Your data will not be disclosed by us, by which term is meant the disclosure of such data to unspecified parties in any way, including by making them available or consulting them, unless you have given your specific, free and informed consent for each type of processing.
Changes to our Privacy Policy
We may change our Privacy Policy and when we do we will update this page, so be sure to check it periodically.
We may update this Privacy Policy to reflect changes to our privacy policy. If we make material changes, we will provide you with a prominent notice before the change becomes effective. We encourage you to periodically check this page for the latest information on our privacy policy.
Managing Cookies by Configuring Your Browser
You can configure your browser to automatically accept or reject all cookies or to receive an on-screen notification of the transmission of each cookie and decide whether or not to install it on your hard disk. For details on how to do this, please consult the "Help" section of the browser used. Without prejudice to the foregoing, it is necessary to bear in mind that deactivating cookies may affect the correct functioning of certain sections of the Site. Below we provide indications on how to configure these settings for the most popular browsers:
Chrome
1. Run the Chrome Browser
2. Click on the menu on the browser toolbar next to the url entry window for browsing
3. Select Settings
4. Click on Show Advanced Settings
5. In the "Privacy" section, click on the "Content Settings" button
6. In the "Cookies" section, you can change the following cookie settings:
◦ Allow data to be saved locally
◦ Change local data only until the browser is closed
◦ Prevent sites from setting cookies
◦ Block third-party cookies and site data
◦ Manage exceptions for certain sites
◦ Delete one or all cookies
For more information, please refer to the website of the software distributor.
Mozilla Firefox
1. Run the Mozilla Firefox Browser
2. Click on the menu on the browser toolbar next to the url entry window for browsing
3. Select Options
4. Select the Privacy panel
5. Click Show Advanced Settings
6. In the "Privacy" section click on the "Content Settings" button
7. In the "Tracking" section you can change the following cookie settings:
◦ Require sites not to perform any tracking
◦ Notify sites of your willingness to be tracked
◦ Do not communicate any tracking preferences
8. From the 'History' section, it is possible
◦ Enable "Use personalised settings" by selecting to accept third-party cookies (always, from the most visited sites or never) and to keep them for a specified period (until they expire, when Firefox is closed or to ask each time)
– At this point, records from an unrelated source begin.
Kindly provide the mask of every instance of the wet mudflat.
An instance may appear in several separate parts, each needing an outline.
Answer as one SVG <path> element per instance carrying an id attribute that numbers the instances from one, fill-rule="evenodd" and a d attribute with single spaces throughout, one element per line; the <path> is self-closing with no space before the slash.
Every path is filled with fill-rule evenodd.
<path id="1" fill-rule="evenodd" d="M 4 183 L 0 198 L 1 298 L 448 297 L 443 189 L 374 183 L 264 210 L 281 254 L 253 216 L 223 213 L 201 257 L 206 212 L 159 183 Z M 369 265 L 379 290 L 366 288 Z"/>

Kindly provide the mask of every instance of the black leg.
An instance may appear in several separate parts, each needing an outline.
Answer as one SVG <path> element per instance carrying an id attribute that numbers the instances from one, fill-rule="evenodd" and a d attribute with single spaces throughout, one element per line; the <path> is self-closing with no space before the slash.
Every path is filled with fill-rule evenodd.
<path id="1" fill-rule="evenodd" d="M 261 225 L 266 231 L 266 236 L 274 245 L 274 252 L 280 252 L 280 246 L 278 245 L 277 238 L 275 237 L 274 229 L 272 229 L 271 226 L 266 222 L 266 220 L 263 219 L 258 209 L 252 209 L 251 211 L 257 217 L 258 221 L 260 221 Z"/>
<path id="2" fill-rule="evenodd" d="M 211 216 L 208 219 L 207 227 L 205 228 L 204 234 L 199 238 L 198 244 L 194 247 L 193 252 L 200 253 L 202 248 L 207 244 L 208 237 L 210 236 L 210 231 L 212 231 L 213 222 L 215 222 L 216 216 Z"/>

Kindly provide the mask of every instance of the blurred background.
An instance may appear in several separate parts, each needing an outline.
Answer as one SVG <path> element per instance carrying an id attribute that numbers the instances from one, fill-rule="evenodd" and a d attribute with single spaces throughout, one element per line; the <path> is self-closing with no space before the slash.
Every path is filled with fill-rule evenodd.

◦ Remove individual stored cookies
For further information, please refer to the website of the software distributor.
Internet Explorer
1. Run the Internet Explorer browser
2. Click on the Tools button and choose Internet Options
◦ Click on the Privacy tab and in the Settings section change the slider to the desired cookie action: Block all cookies
◦ Allow all cookies
◦ Selection of sites from which to obtain cookies: move the slider to an intermediate position so as not to block or allow all cookies, then click on Sites, in the Website Address box enter a website and then click on Block or Allow
For more information please refer to the websites of the software distributors
Safari
1. Run the Safari Browser
2. Click on Safari, select Preferences and click on Privacy
3. In the Block Cookies section specify how Safari should accept cookies from websites.
4. To view which sites have stored cookies click on Details
For more information please refer to the websites of the software distributors.
This page is visible by means of a link at the bottom of all the pages of the Site in accordance with Article 122 second paragraph of Legislative Decree 196/2003 and following the simplified procedures for information and the acquisition of consent for the use of cookies published in the Official Gazette no. 126 of 3 June 2014 and its register of provisions no. 229 of 8 May 2014.